Evolution of Media Monitoring and Innovations in PR Measurement

When you sit down and log on to your media monitoring platform, you usually know what to expect. Up-to-the minute results based on your keywords—which have been adjusted to reduce the likelihood of false positives—with results from publications around the globe. Social media mentions might be included too, along with some automated analysis such as sentiment. Charts and graphs are automatically generated for some content, allowing you to see results at a glance.

It was not always this easy, nor this quick, to collect and assess coverage.

Media monitoring has evolved considerably in the more than a century of its existence. And monitoring continues to change and adjust to advances in technology and customer demand.

Clipping Services

Media monitoring has a long history, starting with clipping services. The first of these was established in London by Henry Romeike, who moved to the US in 1887 and established a clip service there called Henry Romeike Incorporated of New York. Other, similar services popped up during the same period, including Burrelle’s Press Clipping Bureau established in 1888.

Clip services involved individuals physically paging through newspapers and periodicals, hunting for keywords and phrases, and then cutting out the articles. A very labour- and time-intensive process was the norm for decades.

Broadcast Monitoring

Television and radio monitoring was another innovation, enabled by advancements in audio and videotape technologies. Again, this was a largely physical process, which depended on someone recording the content and segmenting off the relevant portion to distribute to the client for review.

The internet expands what we find

Online clipping services were the next big innovation. As use of the internet grew, so did our understanding of what was available to search.

In addition to vastly increasing the access to online publications, electronic searching—rather than wading through physical publications—meant faster results.
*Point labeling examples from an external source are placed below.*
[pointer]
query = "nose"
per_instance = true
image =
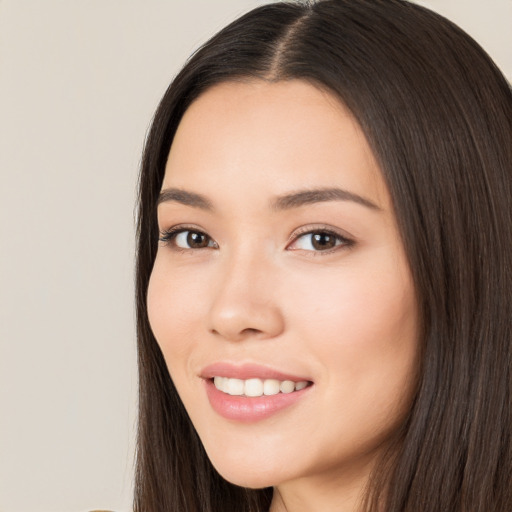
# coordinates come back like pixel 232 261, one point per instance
pixel 245 303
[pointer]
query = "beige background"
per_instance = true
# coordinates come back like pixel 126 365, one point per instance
pixel 79 81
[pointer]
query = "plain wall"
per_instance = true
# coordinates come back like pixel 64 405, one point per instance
pixel 79 81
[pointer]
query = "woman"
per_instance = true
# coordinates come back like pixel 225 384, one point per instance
pixel 324 269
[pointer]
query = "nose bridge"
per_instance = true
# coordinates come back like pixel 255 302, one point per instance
pixel 244 303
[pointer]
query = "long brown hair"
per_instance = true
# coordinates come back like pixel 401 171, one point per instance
pixel 438 116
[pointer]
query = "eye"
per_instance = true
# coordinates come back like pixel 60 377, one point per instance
pixel 319 241
pixel 182 238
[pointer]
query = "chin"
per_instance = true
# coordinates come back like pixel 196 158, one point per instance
pixel 252 475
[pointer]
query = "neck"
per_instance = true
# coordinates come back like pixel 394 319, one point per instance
pixel 335 493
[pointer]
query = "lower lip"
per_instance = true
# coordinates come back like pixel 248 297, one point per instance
pixel 250 409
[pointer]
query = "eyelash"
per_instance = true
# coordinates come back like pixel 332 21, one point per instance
pixel 168 237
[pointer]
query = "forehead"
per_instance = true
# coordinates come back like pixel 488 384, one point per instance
pixel 273 137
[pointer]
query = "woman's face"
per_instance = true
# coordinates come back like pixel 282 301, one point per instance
pixel 280 266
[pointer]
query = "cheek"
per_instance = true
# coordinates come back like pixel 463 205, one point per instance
pixel 361 326
pixel 172 311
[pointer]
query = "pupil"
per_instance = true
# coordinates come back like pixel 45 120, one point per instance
pixel 323 241
pixel 196 240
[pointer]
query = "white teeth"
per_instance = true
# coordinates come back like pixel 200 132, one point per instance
pixel 270 387
pixel 253 387
pixel 287 386
pixel 257 387
pixel 300 385
pixel 234 386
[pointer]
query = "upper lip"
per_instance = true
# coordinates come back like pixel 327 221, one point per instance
pixel 247 371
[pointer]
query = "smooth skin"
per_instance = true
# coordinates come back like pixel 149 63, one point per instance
pixel 316 287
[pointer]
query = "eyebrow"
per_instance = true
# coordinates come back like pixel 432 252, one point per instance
pixel 304 197
pixel 284 202
pixel 184 197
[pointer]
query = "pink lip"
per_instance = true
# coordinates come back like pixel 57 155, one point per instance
pixel 247 371
pixel 249 409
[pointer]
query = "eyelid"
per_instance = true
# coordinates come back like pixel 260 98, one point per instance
pixel 347 241
pixel 167 236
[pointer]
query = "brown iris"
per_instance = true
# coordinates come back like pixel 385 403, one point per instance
pixel 197 240
pixel 323 241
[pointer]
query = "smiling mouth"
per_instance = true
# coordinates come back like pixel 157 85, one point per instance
pixel 257 387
You no longer had to wait to receive copies of printed clippings sent in the mail.

Computerised results were more comprehensive and quicker to receive, but presented a challenge for those individuals and agencies who were accustomed to proving results through the thickness of binders full of clips.

Links to online video also meant that broadcast content was easier to locate and share, as it was no longer tied to the exchange of bulky video and audio cassettes.
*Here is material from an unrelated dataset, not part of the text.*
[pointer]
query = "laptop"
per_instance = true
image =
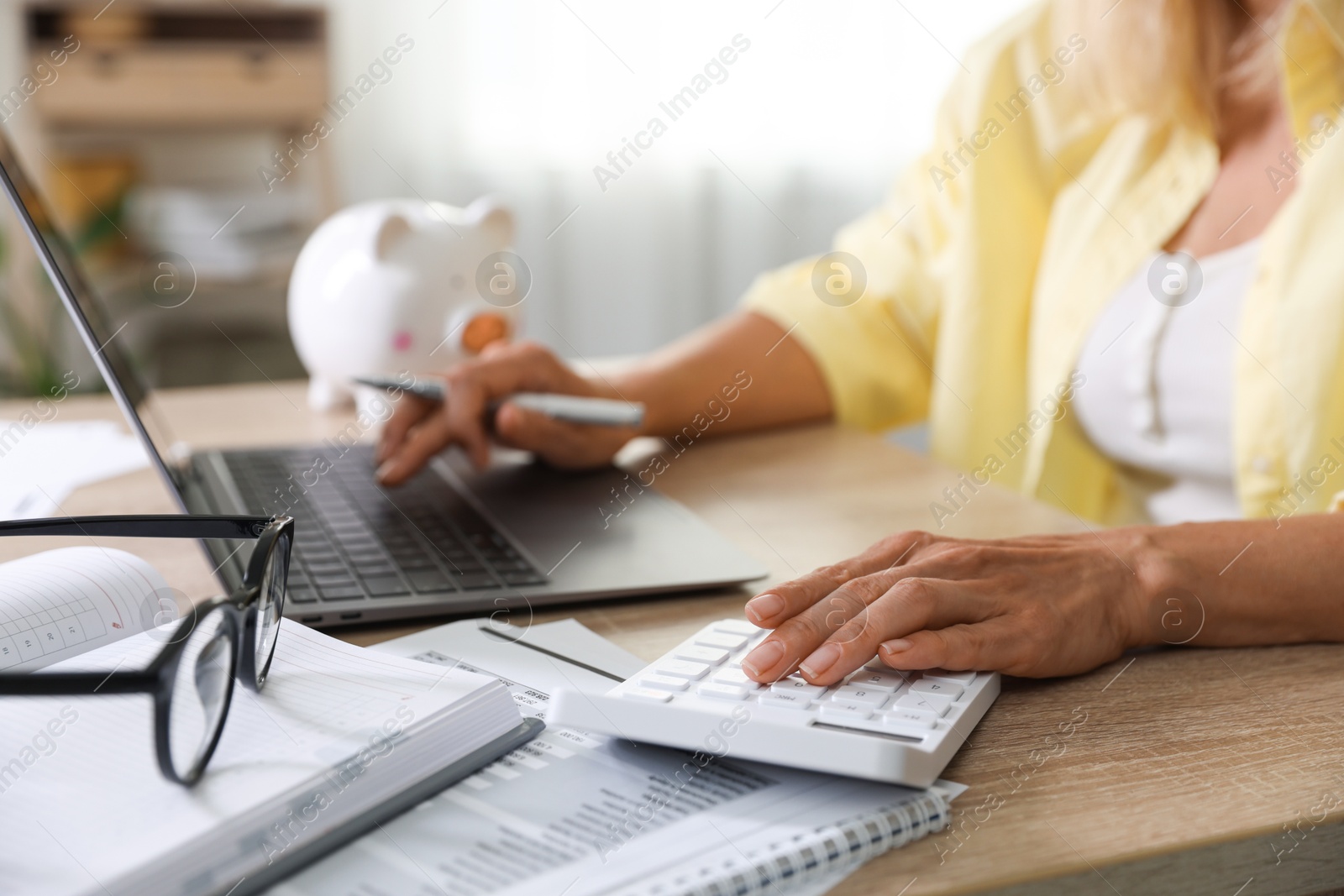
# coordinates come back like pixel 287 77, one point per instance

The internet changed not only how PR professionals found media monitoring mentions—it also required that we re-think what those results meant.
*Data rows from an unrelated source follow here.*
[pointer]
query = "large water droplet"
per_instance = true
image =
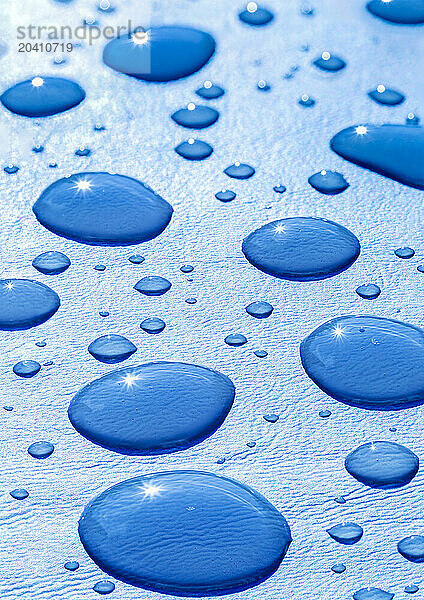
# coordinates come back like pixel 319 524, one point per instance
pixel 161 54
pixel 152 408
pixel 42 96
pixel 382 465
pixel 102 209
pixel 365 361
pixel 25 303
pixel 185 533
pixel 396 151
pixel 301 248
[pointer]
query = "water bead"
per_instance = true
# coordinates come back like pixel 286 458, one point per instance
pixel 41 450
pixel 382 465
pixel 386 96
pixel 301 248
pixel 42 96
pixel 161 54
pixel 51 263
pixel 328 182
pixel 111 348
pixel 196 117
pixel 153 285
pixel 26 368
pixel 194 149
pixel 395 151
pixel 260 309
pixel 366 361
pixel 239 171
pixel 153 325
pixel 412 548
pixel 153 408
pixel 25 303
pixel 102 209
pixel 346 533
pixel 185 533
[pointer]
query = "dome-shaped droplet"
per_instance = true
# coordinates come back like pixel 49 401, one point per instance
pixel 51 263
pixel 383 465
pixel 396 151
pixel 366 361
pixel 301 248
pixel 25 303
pixel 160 54
pixel 102 209
pixel 111 348
pixel 152 408
pixel 185 533
pixel 42 96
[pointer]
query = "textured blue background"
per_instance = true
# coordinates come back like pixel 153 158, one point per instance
pixel 298 462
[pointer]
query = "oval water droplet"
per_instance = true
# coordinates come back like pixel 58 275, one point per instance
pixel 102 209
pixel 153 408
pixel 200 526
pixel 395 151
pixel 42 96
pixel 161 54
pixel 301 248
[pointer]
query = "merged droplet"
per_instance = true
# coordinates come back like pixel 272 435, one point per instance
pixel 51 263
pixel 161 54
pixel 195 117
pixel 185 533
pixel 301 248
pixel 102 209
pixel 396 151
pixel 152 408
pixel 405 12
pixel 382 465
pixel 25 303
pixel 111 348
pixel 368 362
pixel 42 96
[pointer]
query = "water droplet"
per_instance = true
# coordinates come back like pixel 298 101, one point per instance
pixel 239 171
pixel 301 248
pixel 255 15
pixel 405 252
pixel 346 533
pixel 394 151
pixel 386 96
pixel 153 285
pixel 405 12
pixel 382 465
pixel 412 548
pixel 102 209
pixel 368 291
pixel 51 263
pixel 149 516
pixel 196 117
pixel 26 368
pixel 41 449
pixel 42 96
pixel 111 348
pixel 329 62
pixel 19 494
pixel 368 362
pixel 153 408
pixel 161 54
pixel 194 149
pixel 153 325
pixel 25 303
pixel 225 195
pixel 235 339
pixel 328 182
pixel 260 309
Social media enters the chat

Although some companies initially dismissed the potential impact of user-generated posts, it quickly became clear that such content could be wildly influential.

In 2004, a video posted on a blog showed how quickly one could open a Kryptonite bicycle lock using an inexpensive ballpoint pen casing. The post generated a fair amount of discussion online, which was then picked up by the New York Times. In addition to upsetting cyclists—who found it troubling that an expensive lock was so easily circumvented—this early social media crisis resulted in negative press for the company.

Businesses learned that blogs had the potential to share good news or bad—and quickly spread that around the world. The monitoring of this content alongside traditional media sources followed.

As other social media platforms —such as Twitter (now X) and Facebook—emerged, it was not long before requests to monitor those outlets were added to the overall list.

Platform technologies varied, presenting a challenge for monitoring firms. In some cases, highly specialised tools emerged that would monitor the content from a single platform. However, this presented a problem for companies struggling to stay on top of all of the results coming in: who has time to monitor five types of media by using five different monitoring tools?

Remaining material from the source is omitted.